CMS closes with five unusually pointed questions:

  1. Is CMS adequately considering the harms associated with the AMA’s monopoly over CPT? These might include licensing costs, barriers to innovation, and improvements in patient care that have been delayed or abandoned.

  2. Does the CPT code-development process meaningfully consider medical necessity? Could CMS learn from other populations, sites of care, or international health systems?

  3. Could HHS revisit the regulation that formally incorporates CPT into the national coding standard? Could another system replace CPT, or could private competition supplement what is now effectively a monopoly?

  4. What alternatives could replace—or make more objective—the current CPT and RUC processes? How would those alternatives affect innovation?

  5. Could physician procedures be coded and paid using ICD-10-PCS rather than CPT? Could procedures be grouped into broader payment categories, as Medicare already does with MS-DRGs and outpatient APCs, rather than pricing services one CPT code at a time?

The questions are not merely technical. CMS is openly reconsidering whether two privately controlled AMA processes should continue to occupy such central positions in federal coding and physician-payment policy.'

###

There is also an RFI on duplicative tests, 857-873.  One focus is poor interoperability and exchange between hospitals, lacking access to yesterday's Seattle MRI, the Los Angeles hospital must repeat the MRI.

# # #

CODA

Chat GPT discusses the harebrained list of inconsistent codes that CMS proposed to take off the CLFS because they are purely software.

###  AI CORNEF - Software, Labs, and Sloppiness  ###

The deeper problem is not just that the CMS extracted-codes list contains a few bad code selections. It suggests CMS has not developed a workable boundary between a stand-alone algorithmic service and an integrated laboratory test that happens to use software.

Several listed codes plainly describe wet-lab or specimen-based work, not merely reanalysis of an existing digital data set.
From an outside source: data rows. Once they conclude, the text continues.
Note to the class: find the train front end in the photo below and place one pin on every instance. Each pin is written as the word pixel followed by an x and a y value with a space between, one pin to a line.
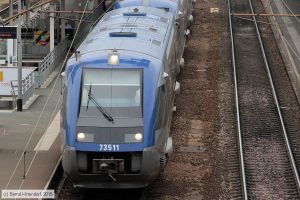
pixel 109 125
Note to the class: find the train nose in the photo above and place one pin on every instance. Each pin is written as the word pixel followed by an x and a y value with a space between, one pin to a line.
pixel 104 167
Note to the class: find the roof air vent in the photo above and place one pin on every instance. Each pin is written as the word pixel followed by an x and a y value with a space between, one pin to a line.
pixel 122 34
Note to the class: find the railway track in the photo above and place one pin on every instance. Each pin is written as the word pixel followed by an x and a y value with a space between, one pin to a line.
pixel 268 161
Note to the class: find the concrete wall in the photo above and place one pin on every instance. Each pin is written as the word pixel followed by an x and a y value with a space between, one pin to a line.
pixel 287 34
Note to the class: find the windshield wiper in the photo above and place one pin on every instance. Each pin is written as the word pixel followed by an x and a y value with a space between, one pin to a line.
pixel 100 108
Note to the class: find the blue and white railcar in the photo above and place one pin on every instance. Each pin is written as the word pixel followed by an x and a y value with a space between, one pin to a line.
pixel 118 102
pixel 182 9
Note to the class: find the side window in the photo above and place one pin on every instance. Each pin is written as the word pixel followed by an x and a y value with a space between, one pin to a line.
pixel 161 107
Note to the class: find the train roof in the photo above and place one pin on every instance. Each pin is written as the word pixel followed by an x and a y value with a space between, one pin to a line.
pixel 140 29
pixel 172 5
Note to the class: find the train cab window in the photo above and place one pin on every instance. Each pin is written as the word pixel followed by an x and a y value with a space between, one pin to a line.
pixel 118 91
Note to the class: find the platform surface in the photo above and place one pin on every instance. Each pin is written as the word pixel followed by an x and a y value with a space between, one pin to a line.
pixel 20 129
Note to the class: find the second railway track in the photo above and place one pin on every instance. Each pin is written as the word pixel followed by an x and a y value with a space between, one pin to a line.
pixel 267 161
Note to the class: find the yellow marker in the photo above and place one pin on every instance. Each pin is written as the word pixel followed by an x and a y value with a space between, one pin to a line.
pixel 1 76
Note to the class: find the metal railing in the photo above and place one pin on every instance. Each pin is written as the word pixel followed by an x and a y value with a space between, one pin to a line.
pixel 49 63
pixel 28 87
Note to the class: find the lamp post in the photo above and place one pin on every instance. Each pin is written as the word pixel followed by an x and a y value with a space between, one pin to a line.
pixel 19 41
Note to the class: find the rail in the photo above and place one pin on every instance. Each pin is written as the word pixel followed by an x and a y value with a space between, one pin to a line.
pixel 280 116
pixel 240 143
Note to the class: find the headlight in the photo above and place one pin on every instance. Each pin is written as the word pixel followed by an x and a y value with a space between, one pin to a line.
pixel 80 137
pixel 113 58
pixel 138 137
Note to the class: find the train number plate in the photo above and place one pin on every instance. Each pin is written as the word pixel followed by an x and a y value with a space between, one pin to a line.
pixel 109 147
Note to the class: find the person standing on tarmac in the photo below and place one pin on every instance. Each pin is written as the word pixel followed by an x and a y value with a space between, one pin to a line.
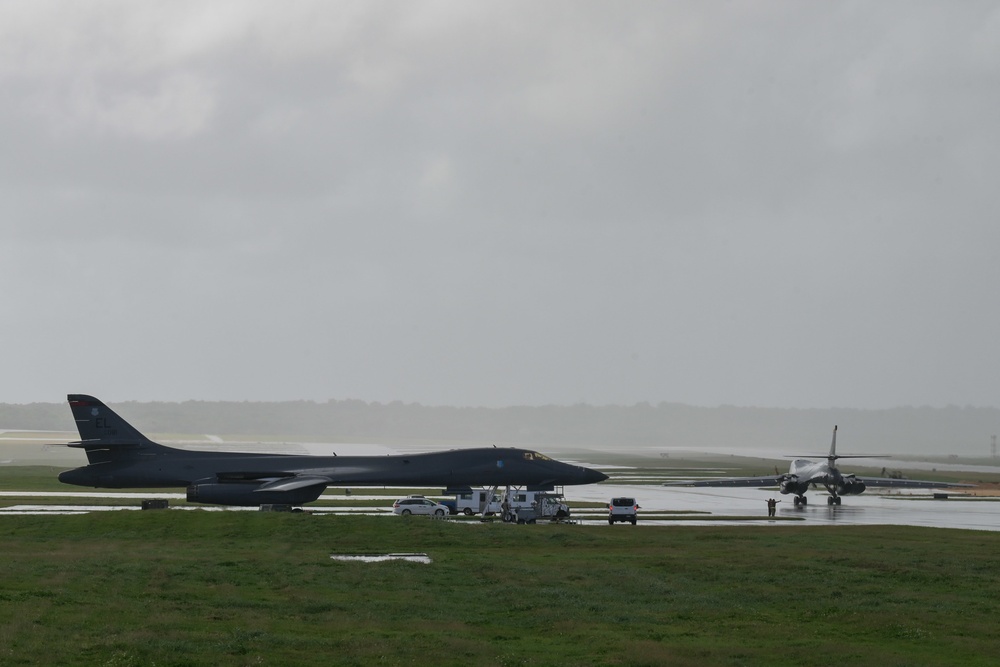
pixel 772 505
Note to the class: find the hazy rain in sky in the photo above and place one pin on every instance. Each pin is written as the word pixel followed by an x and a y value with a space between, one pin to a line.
pixel 777 204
For example:

  • 0511U includes tumor-cell culture in a three-dimensional microenvironment and testing against 36 or more drugs.

  • 0208U includes mRNA expression analysis from a fine-needle aspirate.
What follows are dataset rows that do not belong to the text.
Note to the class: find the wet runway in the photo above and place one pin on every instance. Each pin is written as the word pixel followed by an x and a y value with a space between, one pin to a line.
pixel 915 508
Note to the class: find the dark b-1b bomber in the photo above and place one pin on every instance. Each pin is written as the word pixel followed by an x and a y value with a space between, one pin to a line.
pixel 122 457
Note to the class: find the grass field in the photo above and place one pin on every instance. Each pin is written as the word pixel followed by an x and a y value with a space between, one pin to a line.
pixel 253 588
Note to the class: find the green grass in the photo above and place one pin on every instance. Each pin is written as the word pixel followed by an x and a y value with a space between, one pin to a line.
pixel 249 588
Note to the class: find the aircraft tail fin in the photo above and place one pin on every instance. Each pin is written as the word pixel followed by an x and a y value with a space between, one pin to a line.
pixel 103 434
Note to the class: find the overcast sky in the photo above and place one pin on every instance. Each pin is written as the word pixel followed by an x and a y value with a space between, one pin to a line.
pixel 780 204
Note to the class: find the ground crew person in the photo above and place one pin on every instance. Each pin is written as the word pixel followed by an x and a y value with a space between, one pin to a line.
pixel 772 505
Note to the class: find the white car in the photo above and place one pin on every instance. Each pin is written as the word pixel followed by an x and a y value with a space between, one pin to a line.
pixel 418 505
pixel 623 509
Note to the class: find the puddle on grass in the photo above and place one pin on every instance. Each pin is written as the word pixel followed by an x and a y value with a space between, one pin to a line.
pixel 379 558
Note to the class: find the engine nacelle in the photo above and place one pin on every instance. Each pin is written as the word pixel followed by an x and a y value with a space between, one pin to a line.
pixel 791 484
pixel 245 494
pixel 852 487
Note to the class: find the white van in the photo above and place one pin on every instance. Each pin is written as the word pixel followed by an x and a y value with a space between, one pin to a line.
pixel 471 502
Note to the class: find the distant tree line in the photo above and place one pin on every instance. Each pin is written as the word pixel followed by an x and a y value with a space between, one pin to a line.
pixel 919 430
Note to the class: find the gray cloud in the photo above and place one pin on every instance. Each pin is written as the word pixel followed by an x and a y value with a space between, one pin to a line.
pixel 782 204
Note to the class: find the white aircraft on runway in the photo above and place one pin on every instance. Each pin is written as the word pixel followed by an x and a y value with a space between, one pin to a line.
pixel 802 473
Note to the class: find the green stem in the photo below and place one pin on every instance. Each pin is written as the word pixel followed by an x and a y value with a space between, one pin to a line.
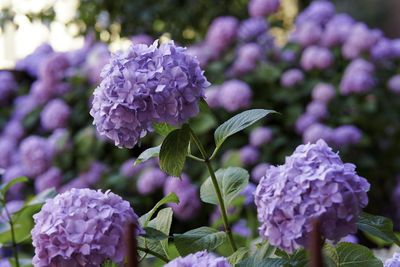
pixel 217 190
pixel 149 251
pixel 14 244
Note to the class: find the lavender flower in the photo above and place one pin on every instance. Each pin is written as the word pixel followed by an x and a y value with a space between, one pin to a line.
pixel 150 180
pixel 249 155
pixel 260 8
pixel 337 30
pixel 346 134
pixel 313 182
pixel 317 131
pixel 260 136
pixel 221 33
pixel 234 95
pixel 394 261
pixel 141 39
pixel 394 84
pixel 252 28
pixel 323 92
pixel 316 57
pixel 259 171
pixel 317 109
pixel 189 201
pixel 292 77
pixel 35 155
pixel 7 86
pixel 51 178
pixel 201 258
pixel 81 227
pixel 144 85
pixel 55 115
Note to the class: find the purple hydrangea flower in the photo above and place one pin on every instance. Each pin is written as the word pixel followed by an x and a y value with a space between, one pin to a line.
pixel 319 12
pixel 212 96
pixel 55 115
pixel 234 95
pixel 51 178
pixel 150 180
pixel 35 155
pixel 316 57
pixel 201 258
pixel 146 84
pixel 304 121
pixel 260 8
pixel 307 34
pixel 141 39
pixel 292 77
pixel 7 86
pixel 360 39
pixel 81 227
pixel 394 84
pixel 32 62
pixel 14 130
pixel 345 135
pixel 260 136
pixel 394 261
pixel 259 171
pixel 317 131
pixel 222 33
pixel 241 228
pixel 337 30
pixel 189 201
pixel 252 28
pixel 323 92
pixel 317 109
pixel 249 155
pixel 313 182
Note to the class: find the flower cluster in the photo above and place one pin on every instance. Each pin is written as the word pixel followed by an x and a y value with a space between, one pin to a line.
pixel 313 183
pixel 146 84
pixel 81 227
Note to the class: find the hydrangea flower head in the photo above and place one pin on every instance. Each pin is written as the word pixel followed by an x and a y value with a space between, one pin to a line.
pixel 55 115
pixel 313 183
pixel 81 227
pixel 201 259
pixel 146 84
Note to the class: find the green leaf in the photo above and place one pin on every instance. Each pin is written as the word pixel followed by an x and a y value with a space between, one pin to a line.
pixel 198 239
pixel 330 256
pixel 378 226
pixel 238 123
pixel 231 182
pixel 4 187
pixel 238 256
pixel 154 234
pixel 163 128
pixel 355 255
pixel 147 154
pixel 174 150
pixel 171 198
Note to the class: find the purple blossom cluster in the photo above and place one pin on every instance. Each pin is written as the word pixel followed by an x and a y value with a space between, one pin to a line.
pixel 313 183
pixel 81 227
pixel 146 84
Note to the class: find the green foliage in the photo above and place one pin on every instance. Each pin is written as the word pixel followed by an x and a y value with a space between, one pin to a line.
pixel 198 239
pixel 231 182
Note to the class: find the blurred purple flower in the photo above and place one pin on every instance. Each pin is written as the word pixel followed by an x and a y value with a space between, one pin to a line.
pixel 146 84
pixel 82 227
pixel 55 115
pixel 313 182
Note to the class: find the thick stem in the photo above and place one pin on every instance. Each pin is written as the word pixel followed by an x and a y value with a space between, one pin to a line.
pixel 217 190
pixel 14 244
pixel 148 251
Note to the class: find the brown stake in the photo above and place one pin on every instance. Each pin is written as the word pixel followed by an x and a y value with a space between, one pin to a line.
pixel 315 244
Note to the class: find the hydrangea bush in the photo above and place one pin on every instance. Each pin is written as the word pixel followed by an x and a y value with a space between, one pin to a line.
pixel 196 160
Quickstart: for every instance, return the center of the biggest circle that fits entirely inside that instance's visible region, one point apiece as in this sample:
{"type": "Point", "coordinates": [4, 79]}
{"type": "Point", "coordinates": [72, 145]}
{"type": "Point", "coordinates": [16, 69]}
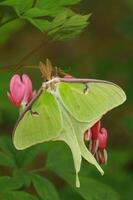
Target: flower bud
{"type": "Point", "coordinates": [20, 90]}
  • 81416 is comparator-exome sequence analysis. 

  • They mean 81417 but that's not what they wrote.)

  • Several image-analysis codes expressly depend on histology or immunohistochemistry features.
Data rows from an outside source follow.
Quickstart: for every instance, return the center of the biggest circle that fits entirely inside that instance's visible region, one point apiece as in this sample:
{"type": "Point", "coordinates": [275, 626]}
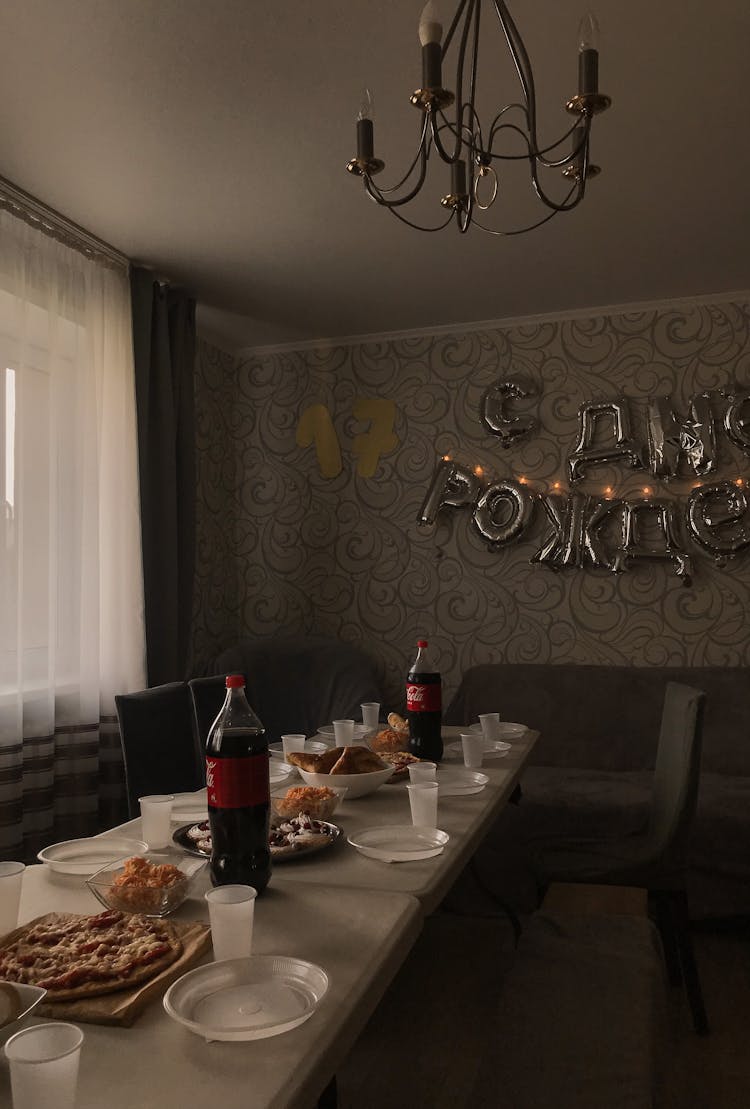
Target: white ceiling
{"type": "Point", "coordinates": [209, 139]}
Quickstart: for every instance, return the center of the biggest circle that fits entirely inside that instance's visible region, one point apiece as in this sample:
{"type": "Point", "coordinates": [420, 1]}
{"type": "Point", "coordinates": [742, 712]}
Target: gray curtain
{"type": "Point", "coordinates": [164, 352]}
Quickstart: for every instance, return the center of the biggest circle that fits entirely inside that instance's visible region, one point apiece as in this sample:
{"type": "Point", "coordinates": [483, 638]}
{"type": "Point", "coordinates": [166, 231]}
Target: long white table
{"type": "Point", "coordinates": [354, 916]}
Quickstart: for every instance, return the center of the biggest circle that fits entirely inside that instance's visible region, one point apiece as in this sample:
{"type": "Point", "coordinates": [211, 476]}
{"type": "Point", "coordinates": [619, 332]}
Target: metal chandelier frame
{"type": "Point", "coordinates": [472, 151]}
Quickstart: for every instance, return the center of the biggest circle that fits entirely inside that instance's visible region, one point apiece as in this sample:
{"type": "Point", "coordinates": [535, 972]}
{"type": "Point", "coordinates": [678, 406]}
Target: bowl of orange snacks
{"type": "Point", "coordinates": [152, 884]}
{"type": "Point", "coordinates": [318, 802]}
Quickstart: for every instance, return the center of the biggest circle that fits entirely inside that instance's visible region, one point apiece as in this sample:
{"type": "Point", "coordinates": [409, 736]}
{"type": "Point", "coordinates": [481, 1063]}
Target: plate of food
{"type": "Point", "coordinates": [87, 856]}
{"type": "Point", "coordinates": [355, 767]}
{"type": "Point", "coordinates": [78, 956]}
{"type": "Point", "coordinates": [290, 837]}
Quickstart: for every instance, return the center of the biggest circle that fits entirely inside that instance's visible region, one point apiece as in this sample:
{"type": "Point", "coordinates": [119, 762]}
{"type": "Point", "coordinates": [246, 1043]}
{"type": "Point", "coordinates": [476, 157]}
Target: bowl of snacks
{"type": "Point", "coordinates": [320, 802]}
{"type": "Point", "coordinates": [391, 739]}
{"type": "Point", "coordinates": [153, 885]}
{"type": "Point", "coordinates": [356, 769]}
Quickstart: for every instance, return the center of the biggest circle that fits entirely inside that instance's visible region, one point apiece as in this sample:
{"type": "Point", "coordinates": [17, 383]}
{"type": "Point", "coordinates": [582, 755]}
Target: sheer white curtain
{"type": "Point", "coordinates": [71, 594]}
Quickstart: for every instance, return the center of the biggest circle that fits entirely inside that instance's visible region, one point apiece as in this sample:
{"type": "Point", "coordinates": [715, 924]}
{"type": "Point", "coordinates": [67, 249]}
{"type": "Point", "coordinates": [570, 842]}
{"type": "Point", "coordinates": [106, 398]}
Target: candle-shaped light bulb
{"type": "Point", "coordinates": [431, 32]}
{"type": "Point", "coordinates": [365, 132]}
{"type": "Point", "coordinates": [431, 28]}
{"type": "Point", "coordinates": [588, 32]}
{"type": "Point", "coordinates": [366, 104]}
{"type": "Point", "coordinates": [588, 56]}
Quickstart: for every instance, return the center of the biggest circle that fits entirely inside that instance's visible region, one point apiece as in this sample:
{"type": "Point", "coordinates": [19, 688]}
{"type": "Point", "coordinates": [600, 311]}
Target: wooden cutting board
{"type": "Point", "coordinates": [123, 1006]}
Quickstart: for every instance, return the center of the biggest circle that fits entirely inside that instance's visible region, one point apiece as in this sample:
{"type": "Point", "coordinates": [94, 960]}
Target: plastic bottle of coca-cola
{"type": "Point", "coordinates": [236, 776]}
{"type": "Point", "coordinates": [424, 705]}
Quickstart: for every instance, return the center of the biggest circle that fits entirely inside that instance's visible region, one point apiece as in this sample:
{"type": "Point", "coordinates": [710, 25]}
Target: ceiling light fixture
{"type": "Point", "coordinates": [474, 151]}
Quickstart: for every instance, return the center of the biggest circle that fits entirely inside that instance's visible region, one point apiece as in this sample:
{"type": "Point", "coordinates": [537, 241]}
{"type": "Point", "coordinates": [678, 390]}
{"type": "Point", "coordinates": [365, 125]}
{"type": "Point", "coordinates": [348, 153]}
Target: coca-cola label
{"type": "Point", "coordinates": [423, 698]}
{"type": "Point", "coordinates": [235, 783]}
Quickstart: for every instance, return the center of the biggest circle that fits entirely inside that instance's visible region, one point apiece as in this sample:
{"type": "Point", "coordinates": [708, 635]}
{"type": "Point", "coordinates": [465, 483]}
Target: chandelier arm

Those are not clean examples of software operating independently on previously generated data.

And once CMS accepts the idea that the algorithmic portion of an integrated test can be conceptually peeled away from the laboratory portion, the policy potentially reaches a huge share of modern oncology testing—not just ten codes. Tempus, Caris, Foundation, Exact Sciences, and many others combine specimen processing, sequencing, pathology, clinical variables, and proprietary computation. CMS would need to explain why one integrated test remains a CDLT while another becomes a separately payable “other diagnostic test.”

The policy could also create perverse operational incentives. A company might be rewarded for generating its own slides, sequencing data, or IHC results as part of an integrated laboratory service, rather than accepting standard external DICOM images or other digital inputs for analysis. Conversely, companies might redesign code descriptors and billing arrangements merely to preserve CLFS treatment or avoid contractor pricing. That is not technological neutrality; it is Medicare shaping laboratory architecture and corporate workflow through an unstable coding distinction.

The fact that the PFS proposal repeats the same peculiar list used in the OPPS proposal—despite the obvious wet-lab content—makes it look less like a carefully validated legal and technical classification and more like a text search for descriptors containing words such as “algorithmic” or “image analysis.” CMS itself says the ten codes were identified from their CPT descriptors, which may explain how the list was assembled, but it does not make the classification defensible.